Subject: Murphy’s Laws (Page 57)

The probability of meeting someone you know increases dramatically when you are with someone you don't want to be seen with.

If you knew what you were doing you'd probably be bored.

The Cavalry doesn’t always come to the rescue.

A flying particle will seek the nearest eye.

Virtue is its own punishment.

The most important item in an order will no longer be available.

1. Never draw what you can copy.
2. Never copy what you can trace.
3. Never trace what you can cut out and paste down.

There is no job so simple that it cannot be done wrong.

At some time in the life cycle of virtually every organization, its ability to succeed in spite of itself runs out.

In a surplus labor economy, the squeaking wheel does not get the grease; it gets replaced.

Left to themselves, things tend to go from bad to worse.

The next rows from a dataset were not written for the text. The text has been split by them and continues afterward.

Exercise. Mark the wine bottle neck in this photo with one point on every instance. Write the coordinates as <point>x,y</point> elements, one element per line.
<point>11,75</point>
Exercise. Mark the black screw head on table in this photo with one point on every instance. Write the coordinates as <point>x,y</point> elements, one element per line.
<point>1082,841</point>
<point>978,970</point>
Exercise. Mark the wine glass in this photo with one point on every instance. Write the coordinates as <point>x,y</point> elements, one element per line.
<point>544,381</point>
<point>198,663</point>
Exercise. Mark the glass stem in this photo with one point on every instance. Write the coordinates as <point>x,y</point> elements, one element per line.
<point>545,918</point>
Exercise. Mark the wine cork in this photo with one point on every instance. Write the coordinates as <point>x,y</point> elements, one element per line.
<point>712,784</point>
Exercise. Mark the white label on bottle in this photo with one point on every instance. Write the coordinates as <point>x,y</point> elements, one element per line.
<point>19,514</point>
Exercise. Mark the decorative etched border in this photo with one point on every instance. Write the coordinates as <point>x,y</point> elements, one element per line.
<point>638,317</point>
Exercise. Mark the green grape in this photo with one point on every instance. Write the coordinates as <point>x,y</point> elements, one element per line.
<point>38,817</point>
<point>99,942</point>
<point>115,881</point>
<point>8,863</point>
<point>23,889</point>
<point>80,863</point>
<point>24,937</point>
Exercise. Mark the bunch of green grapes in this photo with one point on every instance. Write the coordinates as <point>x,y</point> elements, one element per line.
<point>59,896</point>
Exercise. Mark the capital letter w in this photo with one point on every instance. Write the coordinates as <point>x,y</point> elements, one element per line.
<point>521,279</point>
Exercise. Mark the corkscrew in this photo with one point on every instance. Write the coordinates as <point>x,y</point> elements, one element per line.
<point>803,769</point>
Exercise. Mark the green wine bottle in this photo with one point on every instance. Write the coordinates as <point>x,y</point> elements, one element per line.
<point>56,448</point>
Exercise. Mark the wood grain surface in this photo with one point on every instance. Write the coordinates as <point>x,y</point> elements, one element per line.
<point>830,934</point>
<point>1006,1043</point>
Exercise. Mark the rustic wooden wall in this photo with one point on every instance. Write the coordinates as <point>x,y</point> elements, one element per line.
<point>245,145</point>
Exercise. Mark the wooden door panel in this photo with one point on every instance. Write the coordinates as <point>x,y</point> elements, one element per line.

If it tastes good, you can't have it; if it tastes awful, you'd better clean your plate.

If you use a pole saw to saw a limb while standing on an aluminum ladder borrowed from your neighbor, the limb will fall in such a way as to bend the ladder before it knocks you to the ground.

The probability of anything happening is in inverse ratio to its desirability.

If you can keep your head when all about you are losing theirs, it’s just possible that you haven’t understood the situation.

Everything happens at the same time with nothing in between.

Life is too short to stuff a mushroom.

If you view your problem closely enough, you will recognize yourself as part of the problem.

A bird in the hand is safer than one overhead.

Incoming fire has the right-of-way.

To promise not to do a thing is the surest way in the world to make a body want to go and do that very thing.